On April 26, the Securities and Exchange Board of India (Sebi) announced an amendment to the SEBI (Research Analyst) Regulations through a gazette notification. It slashed the registration fee for corporate RAs and limited liability partnership (LLP) RAs to Rs 30,000 from Rs 5 lakh, and renewal fee to Rs 5,000 from Rs 5 lakh.
Also read: Corporate RAs registration fee slashed to Rs 30,000 from Rs 5 lakh; renewal fee to a hundredth
It also reduced the application fee, registration fee and renewal fee for individual RAs, partnership RAs and proxy advisory RAs. But what really caught individual RAs' attention was the change made to the fees payable by corporate RAs.
This is because many individual RAs have long wanted to register as corporate RAs for various reasons. But they have held back because of the fees structure.
Corporate benefits
As Nitin Mangal, founder of Trudence Capital Advisors Private Limited, explained, being able to register as a corporate RA has several benefits.
"It allows you to scale up your business. It streamlines processes like compliance. It also allows the director of the RA, which is now a corporate body, to pursue other businesses," he said.
That is, individual RAs can only have research analysis or preparation and/or publication of research reports as his/her business activity. A corporate RA too needs to maintain an arm's length distance between its research activities and its other businesses. But the director of a corporate RA can pursue other businesses and, hence, an individual RA who becomes the director of a corporate RA can pursue other revenue-generating activities such as conducting courses on the share market or trading.
It was no surprise, then, that individual RAs initially welcomed the announcement.

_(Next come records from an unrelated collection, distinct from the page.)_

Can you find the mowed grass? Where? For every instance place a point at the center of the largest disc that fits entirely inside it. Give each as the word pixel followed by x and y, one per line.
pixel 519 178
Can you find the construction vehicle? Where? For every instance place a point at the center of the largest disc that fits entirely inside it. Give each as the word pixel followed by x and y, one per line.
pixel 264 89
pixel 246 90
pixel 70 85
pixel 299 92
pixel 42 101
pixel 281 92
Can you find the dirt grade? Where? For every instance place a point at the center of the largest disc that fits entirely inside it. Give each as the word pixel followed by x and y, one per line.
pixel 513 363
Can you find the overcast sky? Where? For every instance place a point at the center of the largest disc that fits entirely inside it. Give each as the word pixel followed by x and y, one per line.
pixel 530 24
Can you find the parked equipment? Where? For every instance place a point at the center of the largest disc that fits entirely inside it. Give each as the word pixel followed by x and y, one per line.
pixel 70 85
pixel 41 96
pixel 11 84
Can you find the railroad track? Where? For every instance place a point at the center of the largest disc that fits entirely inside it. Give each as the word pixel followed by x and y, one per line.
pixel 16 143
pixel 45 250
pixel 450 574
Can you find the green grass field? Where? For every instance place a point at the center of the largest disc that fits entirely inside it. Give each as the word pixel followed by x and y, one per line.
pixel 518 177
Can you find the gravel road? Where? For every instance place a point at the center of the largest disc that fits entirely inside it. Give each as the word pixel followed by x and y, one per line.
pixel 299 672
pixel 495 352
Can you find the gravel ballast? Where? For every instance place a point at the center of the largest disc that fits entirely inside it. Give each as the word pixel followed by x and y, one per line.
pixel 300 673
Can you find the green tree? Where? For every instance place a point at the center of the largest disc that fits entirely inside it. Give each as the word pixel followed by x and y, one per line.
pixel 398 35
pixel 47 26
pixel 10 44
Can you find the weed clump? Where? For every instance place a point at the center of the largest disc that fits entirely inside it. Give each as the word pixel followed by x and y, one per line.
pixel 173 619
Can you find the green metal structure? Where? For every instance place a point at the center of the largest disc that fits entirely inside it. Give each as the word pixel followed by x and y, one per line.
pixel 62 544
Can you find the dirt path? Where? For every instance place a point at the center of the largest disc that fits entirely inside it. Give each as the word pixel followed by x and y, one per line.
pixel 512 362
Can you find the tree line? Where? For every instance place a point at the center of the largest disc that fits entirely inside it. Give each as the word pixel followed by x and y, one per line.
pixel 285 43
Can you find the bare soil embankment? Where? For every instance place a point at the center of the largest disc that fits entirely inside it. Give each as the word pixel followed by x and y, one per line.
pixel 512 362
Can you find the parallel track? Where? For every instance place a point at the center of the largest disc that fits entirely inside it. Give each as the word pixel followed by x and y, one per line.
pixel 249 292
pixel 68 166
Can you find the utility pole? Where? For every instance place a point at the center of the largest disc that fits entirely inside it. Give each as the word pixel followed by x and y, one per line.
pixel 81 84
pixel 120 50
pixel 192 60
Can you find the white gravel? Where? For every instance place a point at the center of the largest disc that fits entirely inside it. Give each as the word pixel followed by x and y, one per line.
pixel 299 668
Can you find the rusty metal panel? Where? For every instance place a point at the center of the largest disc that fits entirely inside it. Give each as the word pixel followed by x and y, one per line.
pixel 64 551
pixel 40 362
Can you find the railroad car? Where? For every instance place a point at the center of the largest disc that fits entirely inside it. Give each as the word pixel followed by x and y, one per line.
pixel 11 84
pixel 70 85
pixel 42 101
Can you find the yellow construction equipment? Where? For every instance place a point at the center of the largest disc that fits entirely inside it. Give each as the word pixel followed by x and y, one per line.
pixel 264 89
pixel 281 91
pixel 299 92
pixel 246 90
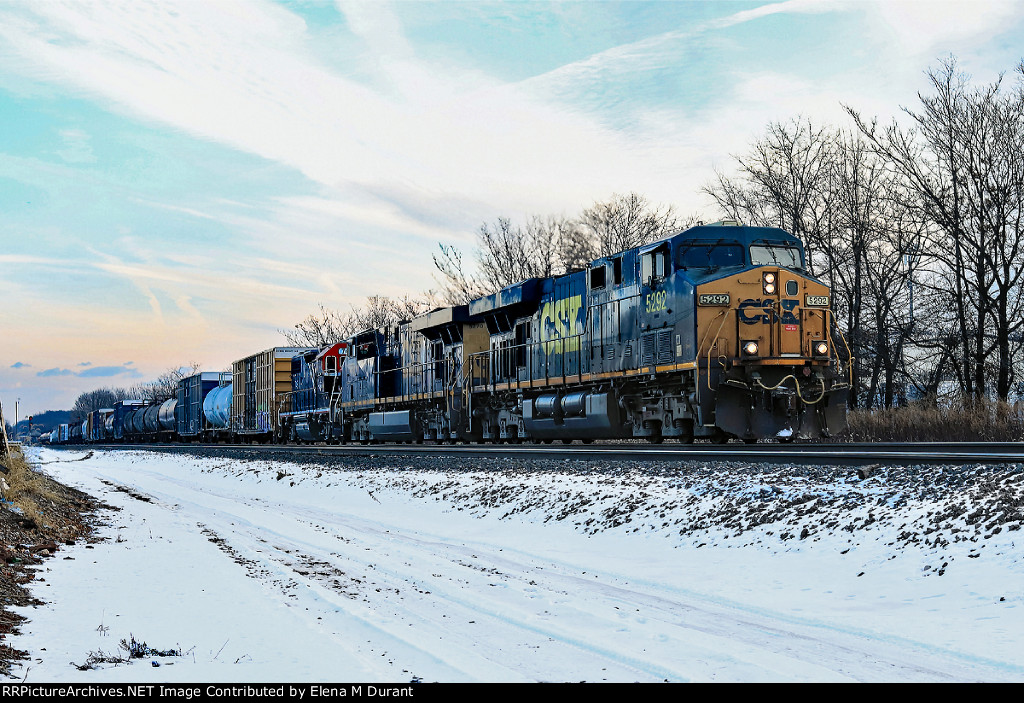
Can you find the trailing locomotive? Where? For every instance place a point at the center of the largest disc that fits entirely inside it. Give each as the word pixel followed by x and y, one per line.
pixel 714 333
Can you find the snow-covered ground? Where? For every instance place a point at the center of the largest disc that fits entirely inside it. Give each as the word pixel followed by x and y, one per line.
pixel 399 570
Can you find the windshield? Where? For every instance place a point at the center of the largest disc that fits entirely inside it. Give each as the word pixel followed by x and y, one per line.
pixel 767 255
pixel 710 256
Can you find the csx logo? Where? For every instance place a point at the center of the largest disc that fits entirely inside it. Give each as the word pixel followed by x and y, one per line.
pixel 765 312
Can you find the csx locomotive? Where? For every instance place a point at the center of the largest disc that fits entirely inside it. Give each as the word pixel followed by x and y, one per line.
pixel 714 333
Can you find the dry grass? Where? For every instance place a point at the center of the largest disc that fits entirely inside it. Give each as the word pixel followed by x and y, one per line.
pixel 27 489
pixel 961 422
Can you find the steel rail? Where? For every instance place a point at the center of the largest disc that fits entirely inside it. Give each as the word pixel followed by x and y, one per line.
pixel 837 453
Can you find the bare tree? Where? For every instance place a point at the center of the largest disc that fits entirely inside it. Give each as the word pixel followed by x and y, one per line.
pixel 507 253
pixel 626 221
pixel 961 165
pixel 96 400
pixel 379 311
pixel 165 386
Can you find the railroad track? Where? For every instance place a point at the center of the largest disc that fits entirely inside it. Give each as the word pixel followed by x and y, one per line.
pixel 838 453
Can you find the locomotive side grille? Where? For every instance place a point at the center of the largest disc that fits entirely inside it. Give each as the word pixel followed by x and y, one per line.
pixel 656 347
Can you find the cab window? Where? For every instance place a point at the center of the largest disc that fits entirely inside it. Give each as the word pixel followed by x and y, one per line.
pixel 768 255
pixel 654 265
pixel 710 256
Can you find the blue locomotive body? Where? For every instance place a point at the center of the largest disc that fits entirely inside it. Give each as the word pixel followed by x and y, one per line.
pixel 715 333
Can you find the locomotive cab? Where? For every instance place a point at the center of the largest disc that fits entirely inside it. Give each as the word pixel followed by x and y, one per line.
pixel 765 357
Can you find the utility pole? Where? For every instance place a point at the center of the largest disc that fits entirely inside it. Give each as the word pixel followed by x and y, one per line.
pixel 4 449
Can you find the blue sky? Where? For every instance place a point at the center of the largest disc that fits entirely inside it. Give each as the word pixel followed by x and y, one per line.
pixel 179 180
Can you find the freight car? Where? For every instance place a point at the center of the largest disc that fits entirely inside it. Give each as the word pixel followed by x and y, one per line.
pixel 715 333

Some told Moneycontrol that they saw this as a landmark move by the regulator, while others said that this should help improve their business economics and drive more registrations.
But later, the RAs recognised a big problem that could arise.
What could go wrong
Ayush Agarwal, an individual RA, told Moneycontrol, “When the fee for IAs (investment advisors) was reduced, the reduction was compensated (or neutralised) by the (membership) fee charged by BASL." BASL or BSE Administration & Supervision Ltd, a wholly owned subsidiary of BSE, has been tasked by Sebi to administer and supervise IAs.
SEBI amended its IA rules to lower IA fees in January 2021, and BASL made the supervisory body in June that year.
Kruti Gogri, a compliance expert with over 14 years and founder of Kruti Gogri and Co, explained: "With the 2021 amendment, an IA's application fee was split into two—one part to be paid at the time of filing the application and the other part to be paid once the application is cleared, as registration fee. An amount equivalent to the fee that used to be paid as the registration fee to Sebi was to be paid to BASL. That is, earlier the registration fee was Rs 5 lakhs paid to Sebi for five years; after the amendment, it became Rs 3 lakh paid to BASL for a membership of three years. Effectively, Rs 1 lakh a year."
RAs are worried something similar could play out with an entity tasked with their supervision.
On April 26, Sebi also amended its Securities Contracts (Regulation) (Stock Exchanges and Clearing Corporations) Regulations to say that a recognised stock exchange may be asked to administer and supervise specified intermediaries such as RAs.
Also read: Sebi issues list of changes to private placement memorandums that AIFs can report directly
Agarwal said, "As an individual RA, I am a little sceptical of applying for a corporate RA registration. Even though I applaud the regulator for reducing the fee, I am fearful that what happened with IAs when BASL was introduced will repeat with RAs and as a corporate if I apply I may end up paying a low fee to SEBI but high fee to BSE/ BASL (or whichever entity is made a supervisory body).”
RAs said that the regulator should provide more clarity on whether the selected exchange would be able to raise this fee and, if so, by how much.